EDIT: As David Siegel says, the construction is being used here as a literary or rhetorical device. To determine the exact effect or effects the author intended might require analysis of the entire work. I can think of at least two possibilities, which are not mutually exclusive.
One relates to memories of an event, and memories differ in details, emotional tone, etc. This is a reference to a memory of an event, and an event that was emotionally meaningful may be remembered many times. So to use the indefinite article implies that the memory mentioned as occurring at the time that "I thought" was merely one of "my" memories of the event and that those multiple recollections emphasize the emotional importance of the event.

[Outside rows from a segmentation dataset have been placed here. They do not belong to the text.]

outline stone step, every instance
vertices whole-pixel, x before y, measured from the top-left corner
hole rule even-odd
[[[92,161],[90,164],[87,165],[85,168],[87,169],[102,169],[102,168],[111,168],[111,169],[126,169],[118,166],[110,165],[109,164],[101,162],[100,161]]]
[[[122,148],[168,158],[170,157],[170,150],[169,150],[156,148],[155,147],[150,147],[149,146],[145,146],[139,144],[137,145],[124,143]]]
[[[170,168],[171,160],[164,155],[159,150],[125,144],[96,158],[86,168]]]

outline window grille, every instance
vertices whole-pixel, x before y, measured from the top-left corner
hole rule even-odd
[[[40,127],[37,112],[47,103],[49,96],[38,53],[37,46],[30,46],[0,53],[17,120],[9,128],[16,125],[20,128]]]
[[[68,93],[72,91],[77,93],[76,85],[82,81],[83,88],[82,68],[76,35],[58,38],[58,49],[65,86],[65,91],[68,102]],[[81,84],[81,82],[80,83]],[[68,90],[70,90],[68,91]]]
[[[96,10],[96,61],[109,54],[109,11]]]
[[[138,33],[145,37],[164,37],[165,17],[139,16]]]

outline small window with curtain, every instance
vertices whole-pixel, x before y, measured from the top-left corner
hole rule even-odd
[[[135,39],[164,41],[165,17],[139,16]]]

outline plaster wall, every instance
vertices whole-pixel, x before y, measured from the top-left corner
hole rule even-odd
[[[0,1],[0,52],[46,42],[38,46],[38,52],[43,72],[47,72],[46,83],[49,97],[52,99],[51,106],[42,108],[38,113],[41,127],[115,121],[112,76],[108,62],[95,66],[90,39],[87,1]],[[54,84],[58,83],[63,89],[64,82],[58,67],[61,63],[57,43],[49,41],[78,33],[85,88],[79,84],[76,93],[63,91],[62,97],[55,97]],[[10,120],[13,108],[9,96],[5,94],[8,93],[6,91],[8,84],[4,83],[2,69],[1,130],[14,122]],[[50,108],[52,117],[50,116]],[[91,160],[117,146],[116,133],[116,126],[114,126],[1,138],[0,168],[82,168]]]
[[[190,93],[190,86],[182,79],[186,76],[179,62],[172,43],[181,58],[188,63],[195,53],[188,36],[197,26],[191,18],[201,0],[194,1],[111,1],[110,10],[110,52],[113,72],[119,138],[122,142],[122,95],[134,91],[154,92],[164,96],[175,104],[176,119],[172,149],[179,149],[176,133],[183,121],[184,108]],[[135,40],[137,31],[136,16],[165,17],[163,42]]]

A different possible effect relates to generalization. The event recollected was unique. It happened on a particular night to particular people. So the definite article could be used: "the cresting wave ... lit by the moon ... the band of yelping students." If, however, the author wants to imply that the emotional significance of this event is not unique and that the recollection of other events may trigger the same emotional effect in others, then a subtle way to generalize is to use the indefinite article.
My point, however, was not to attempt literary analysis of a book I have not read. I should of course have referenced that this is an example of a rhetorical device. But my point was that the rhetorical device merely utilizes the "rules" for use of the definite and indefinite articles. It is not just a literary device.
The indefinite article implies that the specific identity does not matter and that there is more than one. We say "the moon" when we are talking about the earth's moon as a unique physical object, but we may say "a full moon" when we are talking about the recurring appearance of that singular physical object. The "rule" you referenced about celestial objects does not exist. The rule is about implicit framing of sets.
Now this takes me back to the literary effect of your example. Here the reference is to a unique event, but the use of the indefinite article affects our perception. Waves are common; the moon appears millennium after millennium, and bands of students have been jeering probably since the first teacher gathered the very first group of students. But "I thought" about a unique concatenation of those banalities. The normal rules of grammar are stretched; the unique event concatenates elements, none of which is even rare; the unique event may elicit an emotion that is common; the unique event is remembered differently at different times and by different people. The uniqueness of the event is transcended by the use of the indefinite article.